What I am saying, is: Jesus will give us the Holy Spirit, the true advocate, who will guide, inspire, and strengthen our witnessing to the faith. In one of the missionary journeys of Paul, the Holy Spirit prevented them from going to the province of Asia and to a place called Bithynia perhaps to save them from unnecessary troubles. In the conversion of the Eunuch, it was the Holy Spirit who guided Philip to meet this man who had been seeking enlightenment and was ready to accept the faith. For more than two thousand years, the church has been left to the care and guidance of the Holy Spirit. Yes, she has been to so many troubles, in fact, we just recently have the “yellow signal” for the re-opening of our church buildings due to the pandemic but we wonder how she stays and comes out strong amidst these trying times. It is because God loves us. He loves his church.

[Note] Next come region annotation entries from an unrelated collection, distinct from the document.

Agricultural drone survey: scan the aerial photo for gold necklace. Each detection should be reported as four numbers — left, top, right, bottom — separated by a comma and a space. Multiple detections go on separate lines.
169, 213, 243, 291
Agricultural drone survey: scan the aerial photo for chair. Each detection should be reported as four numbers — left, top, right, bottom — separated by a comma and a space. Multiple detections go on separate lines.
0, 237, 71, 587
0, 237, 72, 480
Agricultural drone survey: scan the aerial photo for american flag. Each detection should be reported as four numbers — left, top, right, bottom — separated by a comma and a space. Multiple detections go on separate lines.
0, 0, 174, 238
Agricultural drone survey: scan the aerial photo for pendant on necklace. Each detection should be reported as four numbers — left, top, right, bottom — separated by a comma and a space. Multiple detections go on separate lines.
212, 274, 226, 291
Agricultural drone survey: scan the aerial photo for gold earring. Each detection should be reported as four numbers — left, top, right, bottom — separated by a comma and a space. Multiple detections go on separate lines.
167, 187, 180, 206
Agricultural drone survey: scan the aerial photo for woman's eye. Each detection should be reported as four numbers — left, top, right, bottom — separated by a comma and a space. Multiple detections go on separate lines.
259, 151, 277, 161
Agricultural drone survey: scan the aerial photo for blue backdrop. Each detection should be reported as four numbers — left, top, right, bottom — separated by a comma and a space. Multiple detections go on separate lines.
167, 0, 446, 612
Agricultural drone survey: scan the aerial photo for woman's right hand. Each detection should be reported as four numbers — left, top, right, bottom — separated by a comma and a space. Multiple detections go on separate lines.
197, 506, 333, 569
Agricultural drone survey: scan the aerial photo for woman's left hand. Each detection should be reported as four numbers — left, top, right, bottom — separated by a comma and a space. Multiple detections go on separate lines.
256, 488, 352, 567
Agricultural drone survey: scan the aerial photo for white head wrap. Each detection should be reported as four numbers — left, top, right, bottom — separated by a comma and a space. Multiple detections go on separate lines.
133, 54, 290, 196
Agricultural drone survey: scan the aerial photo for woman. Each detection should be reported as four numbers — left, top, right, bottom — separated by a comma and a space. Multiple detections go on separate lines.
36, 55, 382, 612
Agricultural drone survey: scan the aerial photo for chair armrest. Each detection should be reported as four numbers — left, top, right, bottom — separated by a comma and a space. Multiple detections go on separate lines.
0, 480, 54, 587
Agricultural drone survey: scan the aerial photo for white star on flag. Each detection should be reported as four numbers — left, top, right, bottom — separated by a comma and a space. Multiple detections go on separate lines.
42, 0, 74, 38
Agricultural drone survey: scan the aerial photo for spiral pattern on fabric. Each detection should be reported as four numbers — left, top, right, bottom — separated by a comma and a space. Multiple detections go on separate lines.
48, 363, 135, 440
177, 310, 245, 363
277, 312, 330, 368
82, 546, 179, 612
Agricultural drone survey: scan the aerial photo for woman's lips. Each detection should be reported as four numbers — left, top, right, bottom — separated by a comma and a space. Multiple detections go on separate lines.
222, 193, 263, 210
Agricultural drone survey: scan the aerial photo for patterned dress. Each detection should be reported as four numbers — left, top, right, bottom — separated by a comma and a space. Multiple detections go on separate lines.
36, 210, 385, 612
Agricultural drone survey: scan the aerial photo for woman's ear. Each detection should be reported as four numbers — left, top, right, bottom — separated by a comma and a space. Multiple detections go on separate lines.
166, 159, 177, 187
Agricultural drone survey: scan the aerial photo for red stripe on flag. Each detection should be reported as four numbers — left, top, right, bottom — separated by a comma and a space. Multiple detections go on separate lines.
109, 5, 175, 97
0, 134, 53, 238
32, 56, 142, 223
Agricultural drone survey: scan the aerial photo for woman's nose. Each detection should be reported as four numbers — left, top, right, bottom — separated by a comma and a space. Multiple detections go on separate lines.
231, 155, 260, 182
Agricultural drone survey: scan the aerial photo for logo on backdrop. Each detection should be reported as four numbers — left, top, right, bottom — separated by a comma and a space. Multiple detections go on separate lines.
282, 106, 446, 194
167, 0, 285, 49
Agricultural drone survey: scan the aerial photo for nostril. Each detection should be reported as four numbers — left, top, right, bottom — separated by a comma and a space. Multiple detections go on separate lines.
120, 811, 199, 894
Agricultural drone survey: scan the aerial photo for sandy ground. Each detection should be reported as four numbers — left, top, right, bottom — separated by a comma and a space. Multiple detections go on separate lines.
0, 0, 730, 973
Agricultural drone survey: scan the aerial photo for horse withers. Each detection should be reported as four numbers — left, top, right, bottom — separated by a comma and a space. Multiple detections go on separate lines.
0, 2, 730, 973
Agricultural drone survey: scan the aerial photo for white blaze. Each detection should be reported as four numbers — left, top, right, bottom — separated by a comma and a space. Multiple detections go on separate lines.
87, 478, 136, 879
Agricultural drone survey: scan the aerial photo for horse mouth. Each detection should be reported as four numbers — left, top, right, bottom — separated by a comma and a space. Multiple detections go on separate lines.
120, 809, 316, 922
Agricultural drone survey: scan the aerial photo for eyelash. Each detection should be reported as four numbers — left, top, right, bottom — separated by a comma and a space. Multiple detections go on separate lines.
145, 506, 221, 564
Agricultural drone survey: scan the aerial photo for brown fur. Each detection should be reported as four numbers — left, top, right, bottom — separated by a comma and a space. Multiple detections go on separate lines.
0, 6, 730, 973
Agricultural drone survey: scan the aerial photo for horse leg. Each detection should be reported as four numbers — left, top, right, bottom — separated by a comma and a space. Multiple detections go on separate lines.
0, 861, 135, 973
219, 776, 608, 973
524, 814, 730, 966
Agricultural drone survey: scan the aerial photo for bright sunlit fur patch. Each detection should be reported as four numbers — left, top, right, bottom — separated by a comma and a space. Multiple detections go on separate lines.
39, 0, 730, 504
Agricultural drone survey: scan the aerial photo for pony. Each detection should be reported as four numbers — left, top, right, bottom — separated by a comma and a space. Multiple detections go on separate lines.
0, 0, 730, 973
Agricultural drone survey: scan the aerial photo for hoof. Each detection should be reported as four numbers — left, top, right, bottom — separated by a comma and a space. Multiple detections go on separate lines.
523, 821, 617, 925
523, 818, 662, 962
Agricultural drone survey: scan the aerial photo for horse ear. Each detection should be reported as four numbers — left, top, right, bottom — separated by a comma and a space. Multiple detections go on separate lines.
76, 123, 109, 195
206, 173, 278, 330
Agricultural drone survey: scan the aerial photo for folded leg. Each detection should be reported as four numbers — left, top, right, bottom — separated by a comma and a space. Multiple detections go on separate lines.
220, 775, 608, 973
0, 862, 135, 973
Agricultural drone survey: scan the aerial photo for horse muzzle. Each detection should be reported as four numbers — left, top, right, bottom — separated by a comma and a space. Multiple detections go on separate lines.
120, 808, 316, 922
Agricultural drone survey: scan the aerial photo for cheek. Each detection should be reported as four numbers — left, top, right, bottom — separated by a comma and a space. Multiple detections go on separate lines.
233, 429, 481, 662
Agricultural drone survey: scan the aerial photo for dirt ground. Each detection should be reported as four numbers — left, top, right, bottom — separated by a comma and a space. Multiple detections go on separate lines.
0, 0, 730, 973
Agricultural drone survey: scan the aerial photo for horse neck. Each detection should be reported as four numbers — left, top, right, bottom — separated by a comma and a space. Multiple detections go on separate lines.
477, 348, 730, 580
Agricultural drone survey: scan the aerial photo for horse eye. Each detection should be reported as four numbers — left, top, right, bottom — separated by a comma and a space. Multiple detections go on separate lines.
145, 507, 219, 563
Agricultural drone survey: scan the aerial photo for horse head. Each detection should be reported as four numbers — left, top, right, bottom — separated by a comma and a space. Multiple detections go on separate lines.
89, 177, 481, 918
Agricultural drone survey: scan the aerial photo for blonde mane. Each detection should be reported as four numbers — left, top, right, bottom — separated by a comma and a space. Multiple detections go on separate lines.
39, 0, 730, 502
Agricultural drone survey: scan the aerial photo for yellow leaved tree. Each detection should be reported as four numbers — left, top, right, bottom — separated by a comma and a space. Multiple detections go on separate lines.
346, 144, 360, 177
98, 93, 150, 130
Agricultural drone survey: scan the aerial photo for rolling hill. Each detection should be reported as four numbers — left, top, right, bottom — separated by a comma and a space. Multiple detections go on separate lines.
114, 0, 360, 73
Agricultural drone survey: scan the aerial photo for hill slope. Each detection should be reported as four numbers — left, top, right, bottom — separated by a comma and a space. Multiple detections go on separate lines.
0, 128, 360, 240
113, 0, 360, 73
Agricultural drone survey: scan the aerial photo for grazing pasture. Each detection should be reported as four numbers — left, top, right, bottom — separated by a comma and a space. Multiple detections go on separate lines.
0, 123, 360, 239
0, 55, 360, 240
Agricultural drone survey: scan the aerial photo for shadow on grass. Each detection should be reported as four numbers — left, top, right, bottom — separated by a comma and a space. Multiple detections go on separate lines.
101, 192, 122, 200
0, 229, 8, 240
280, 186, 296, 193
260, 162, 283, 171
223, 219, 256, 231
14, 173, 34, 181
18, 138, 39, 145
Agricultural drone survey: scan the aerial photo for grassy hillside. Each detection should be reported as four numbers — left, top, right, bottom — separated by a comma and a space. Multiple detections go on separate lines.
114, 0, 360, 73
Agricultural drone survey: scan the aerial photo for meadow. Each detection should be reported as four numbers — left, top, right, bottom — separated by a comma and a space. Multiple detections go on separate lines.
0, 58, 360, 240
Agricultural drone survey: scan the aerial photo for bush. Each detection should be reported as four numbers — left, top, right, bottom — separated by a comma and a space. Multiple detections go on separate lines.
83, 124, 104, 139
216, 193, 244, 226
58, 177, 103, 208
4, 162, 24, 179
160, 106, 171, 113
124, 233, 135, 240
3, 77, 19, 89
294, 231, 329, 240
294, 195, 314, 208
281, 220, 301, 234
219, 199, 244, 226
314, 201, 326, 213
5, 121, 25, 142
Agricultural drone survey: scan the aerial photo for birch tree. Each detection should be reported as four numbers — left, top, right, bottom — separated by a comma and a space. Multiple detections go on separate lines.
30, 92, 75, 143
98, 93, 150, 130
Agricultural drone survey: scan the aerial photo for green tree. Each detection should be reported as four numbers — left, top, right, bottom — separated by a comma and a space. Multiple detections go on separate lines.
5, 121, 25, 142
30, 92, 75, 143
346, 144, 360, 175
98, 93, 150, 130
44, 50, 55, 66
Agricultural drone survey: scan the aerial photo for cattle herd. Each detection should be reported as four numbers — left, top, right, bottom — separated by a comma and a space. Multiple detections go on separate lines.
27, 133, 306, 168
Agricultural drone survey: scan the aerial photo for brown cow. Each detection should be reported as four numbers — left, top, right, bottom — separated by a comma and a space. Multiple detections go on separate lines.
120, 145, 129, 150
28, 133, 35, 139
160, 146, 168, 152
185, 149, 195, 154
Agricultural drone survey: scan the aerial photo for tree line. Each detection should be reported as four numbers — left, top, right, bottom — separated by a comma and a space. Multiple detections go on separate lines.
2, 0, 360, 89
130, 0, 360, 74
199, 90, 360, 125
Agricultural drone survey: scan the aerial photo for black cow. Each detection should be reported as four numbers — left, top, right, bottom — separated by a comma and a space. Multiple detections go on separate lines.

A sailboat got caught in heavy seas. A rogue wave flipped the boat over. The heavy keel righted the boat, but there was heavy damage. An SOS brought the Coast Guard (CG). The seas were so rough the CG ship could not rescue the crew. So, it placed itself as close as it could to the sailboat. The CG protected the sailboat from the brunt of the 10-foot waves. Finally, they made port.

The Holy Spirit plays the same relation to us. He takes the brunt of our troubles. He not only lives inside us but He walks beside us. He brings us into port. (Unknown) Now, isn’t it a consolation to have been repeatedly assured that God will never abandon us?

On another end, our readings today speak of concrete terms on how are we able to respond and show our love for the Lord who actually loves us first. As far as the apostles were concerned, Philip proclaimed Christ untiringly; went from place to place to cleanse many possessed people, cured the paralyzed and the crippled; brought joy to the city. Peter and John, in an apostolic visit, went to churches to confer the sacrament of confirmation to the baptized by the laying down of their hands. In the second reading, Peter exhorts us to keep ourselves ready to give an explanation to anyone who asks about our faith in Christ. Definitely, he is addressing all of us who have received the outpouring of the Holy Spirit in the sacrament of confirmation. And by virtue of this sacrament, Peter reminds us further that we have become Christ’s soldiers commissioned to defend our faith; we are called to sanctify Christ as Lord in our hearts. That’s why whenever possible we have to open our churches to draw people to worship Him.

This Sunday’s gospel begins with Jesus telling us: “If you love me, you will keep my commandments.” The main condition to show our love for the Lord is to follow what he tells us. Unlike the Pharisees who only demanded the minimum of the Law; Jesus wants us to do the maximum requirement of the Law. He wants us to love as He loves. Jesus wants us to do things according to how He meant it, not according to our own selfish ways.

In this trying time of the pandemic, the Lord’s call to love would mean: if we have been in the front lines giving care to the sick, attending to their family’s concerns, we continue to dedicate our lives to the service of those in need because we know it’s Jesus telling us to love. And for all of us, in the spirit of charity, we always act as part of the solution no matter how small our contribution may be.

We are thankful to the Lord for today’s “yellow signal” for the re-opening of our churches. We are still on a transition though, but we’re in the threshold of having to experience again what we have been missing so much for a long time. If coming to church and bringing our family to pray is quite an inconvenience in this time of “new normal”, we do some extra sacrifice for the sake of our Love for God.

If we love someone we do what pleases them. This love moves us to do things we might not want to do, and even things that we might see as a sacrifice.